The main reason he gives against restricting the data recorded from cameras to the eyes of the police seems to be that the police will therefore be able to monitor us, whereas he feels that it would be much better for us all to monitor each other. Brin seems to neglect the fact that if everybody had access to these cameras, then the police could still do all the monitoring of suspicious characters that he seems so afraid of. However, in this scenario we not only have the police spying on us, we have everybody else as well. Including criminals and large corporations.

How many of us are happy with the idea of our names being on several unknown mailing lists, let alone the whole history of what we get up to every day? In both situations the police would still be able to access this kind of information, but at least they are a publicly accountable body whose prime concern is the well-being of us citizens, unlike large corporations who are private, and primarily concerned with making money.

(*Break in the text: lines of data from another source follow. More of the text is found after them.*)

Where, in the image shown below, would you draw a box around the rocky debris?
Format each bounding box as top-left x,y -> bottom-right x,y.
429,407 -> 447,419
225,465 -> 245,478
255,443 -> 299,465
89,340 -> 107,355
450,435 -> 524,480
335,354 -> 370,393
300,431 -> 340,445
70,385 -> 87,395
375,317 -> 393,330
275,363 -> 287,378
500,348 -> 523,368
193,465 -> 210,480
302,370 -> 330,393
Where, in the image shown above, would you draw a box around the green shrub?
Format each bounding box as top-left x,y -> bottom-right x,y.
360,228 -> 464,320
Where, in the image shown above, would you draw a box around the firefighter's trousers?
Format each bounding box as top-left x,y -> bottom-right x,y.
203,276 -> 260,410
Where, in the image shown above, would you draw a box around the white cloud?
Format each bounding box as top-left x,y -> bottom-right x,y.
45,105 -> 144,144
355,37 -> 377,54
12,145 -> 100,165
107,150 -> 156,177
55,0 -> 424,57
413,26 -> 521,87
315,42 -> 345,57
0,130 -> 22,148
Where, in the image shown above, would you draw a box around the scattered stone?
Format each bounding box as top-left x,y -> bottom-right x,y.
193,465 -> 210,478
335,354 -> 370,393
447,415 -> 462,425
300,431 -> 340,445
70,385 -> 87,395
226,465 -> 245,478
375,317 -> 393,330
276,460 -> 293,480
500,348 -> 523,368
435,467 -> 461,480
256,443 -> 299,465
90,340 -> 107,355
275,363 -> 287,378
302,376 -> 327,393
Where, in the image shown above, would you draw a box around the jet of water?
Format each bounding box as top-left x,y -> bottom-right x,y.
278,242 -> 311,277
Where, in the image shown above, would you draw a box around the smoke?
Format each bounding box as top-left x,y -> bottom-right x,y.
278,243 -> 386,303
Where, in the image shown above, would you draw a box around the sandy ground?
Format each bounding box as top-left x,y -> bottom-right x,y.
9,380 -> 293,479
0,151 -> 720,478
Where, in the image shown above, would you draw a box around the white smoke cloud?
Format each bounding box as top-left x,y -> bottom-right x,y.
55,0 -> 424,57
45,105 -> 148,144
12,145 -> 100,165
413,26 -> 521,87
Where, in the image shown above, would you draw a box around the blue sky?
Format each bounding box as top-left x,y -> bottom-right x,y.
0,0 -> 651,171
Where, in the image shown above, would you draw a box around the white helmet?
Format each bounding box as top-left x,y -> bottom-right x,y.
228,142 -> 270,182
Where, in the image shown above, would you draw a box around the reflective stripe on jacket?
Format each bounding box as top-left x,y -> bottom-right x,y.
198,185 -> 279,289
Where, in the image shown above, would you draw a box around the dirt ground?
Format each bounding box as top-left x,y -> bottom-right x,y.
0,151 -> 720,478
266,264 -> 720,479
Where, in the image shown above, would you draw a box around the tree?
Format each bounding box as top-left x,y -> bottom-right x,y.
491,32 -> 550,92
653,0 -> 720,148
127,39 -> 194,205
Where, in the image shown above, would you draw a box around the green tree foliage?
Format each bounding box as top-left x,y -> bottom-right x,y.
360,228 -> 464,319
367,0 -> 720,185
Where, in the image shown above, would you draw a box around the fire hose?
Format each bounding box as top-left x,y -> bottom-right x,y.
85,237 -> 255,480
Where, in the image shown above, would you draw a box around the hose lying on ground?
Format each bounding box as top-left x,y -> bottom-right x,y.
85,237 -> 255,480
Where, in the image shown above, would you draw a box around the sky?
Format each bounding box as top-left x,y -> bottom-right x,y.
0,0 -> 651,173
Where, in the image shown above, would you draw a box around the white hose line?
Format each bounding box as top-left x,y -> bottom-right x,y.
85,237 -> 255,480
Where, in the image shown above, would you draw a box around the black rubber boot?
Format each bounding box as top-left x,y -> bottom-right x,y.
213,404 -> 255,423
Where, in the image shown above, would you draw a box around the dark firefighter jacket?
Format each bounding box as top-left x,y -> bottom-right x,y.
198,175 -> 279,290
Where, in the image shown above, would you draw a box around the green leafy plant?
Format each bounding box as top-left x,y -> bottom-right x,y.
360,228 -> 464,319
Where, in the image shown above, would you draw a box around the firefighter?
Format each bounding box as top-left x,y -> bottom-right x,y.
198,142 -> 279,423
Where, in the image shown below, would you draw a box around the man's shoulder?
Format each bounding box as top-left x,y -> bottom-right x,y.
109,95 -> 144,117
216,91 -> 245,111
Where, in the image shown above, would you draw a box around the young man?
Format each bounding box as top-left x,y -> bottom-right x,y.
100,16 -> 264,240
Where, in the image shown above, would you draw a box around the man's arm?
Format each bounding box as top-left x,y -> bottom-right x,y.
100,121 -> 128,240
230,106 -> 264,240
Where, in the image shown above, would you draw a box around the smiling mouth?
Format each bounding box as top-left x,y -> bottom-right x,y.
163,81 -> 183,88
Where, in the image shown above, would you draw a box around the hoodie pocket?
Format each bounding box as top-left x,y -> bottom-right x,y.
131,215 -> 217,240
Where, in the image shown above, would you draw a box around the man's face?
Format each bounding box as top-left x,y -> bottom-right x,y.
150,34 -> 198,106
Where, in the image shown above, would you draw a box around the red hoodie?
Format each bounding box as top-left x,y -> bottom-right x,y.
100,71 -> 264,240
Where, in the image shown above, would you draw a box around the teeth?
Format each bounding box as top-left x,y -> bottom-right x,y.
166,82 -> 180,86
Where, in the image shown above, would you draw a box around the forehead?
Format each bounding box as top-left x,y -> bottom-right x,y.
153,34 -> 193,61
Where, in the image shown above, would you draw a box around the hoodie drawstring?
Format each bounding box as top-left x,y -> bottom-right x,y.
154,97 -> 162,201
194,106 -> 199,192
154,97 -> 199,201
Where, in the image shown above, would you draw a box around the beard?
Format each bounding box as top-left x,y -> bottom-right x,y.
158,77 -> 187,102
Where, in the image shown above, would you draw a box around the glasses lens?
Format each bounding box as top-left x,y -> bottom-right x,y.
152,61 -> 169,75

Okay, none of us would really like to be snooped on, but I'd prefer that it was the police looking at me, rather than the police AND every Tom, Dick and Harry who felt curious.

Tim Aidley
timaidley@mail.enterprise.net

  Rose-Tinted Hind Sight

Negroponte's article "Laptop Envy" (Wired 2.12) was mostly good except ... when I were a lad, I worked 14 hours cutting punch cards out of steel plate and spent five weeks loading them into my laptop by steam train, only to find some tosser had already perfected the "does not compute" body odour - 150 of us lived in a rolled up newspaper in the middle of the motorway, and were thankful.... Does still having all your fingers count as a "constant digital presence"?

Bob McClean
bob@msexch.logicom.co.uk

  Luddites Who Lunch

Maybe I can shed some light on the reason why Reuters, of all organisations, is so eager to tell us why we (and particularaly the busy managers among us) are suffering from information overload ("King Ludd", Wired 2.12). Surely those gatherers, manipulators and regurgitators of news want us to see as much as possible.

And they want to make our lives that bit easier by viewing that information on their "simple, easy-to-use" and pricey Business Brief-ing service, don't they? It's similar to the recent "news story" about office workers only having seven minutes for lunch - put out by Boots, purveyors of fine sandwiches to the working classes. One always has to be careful about who's disseminating that information - and why.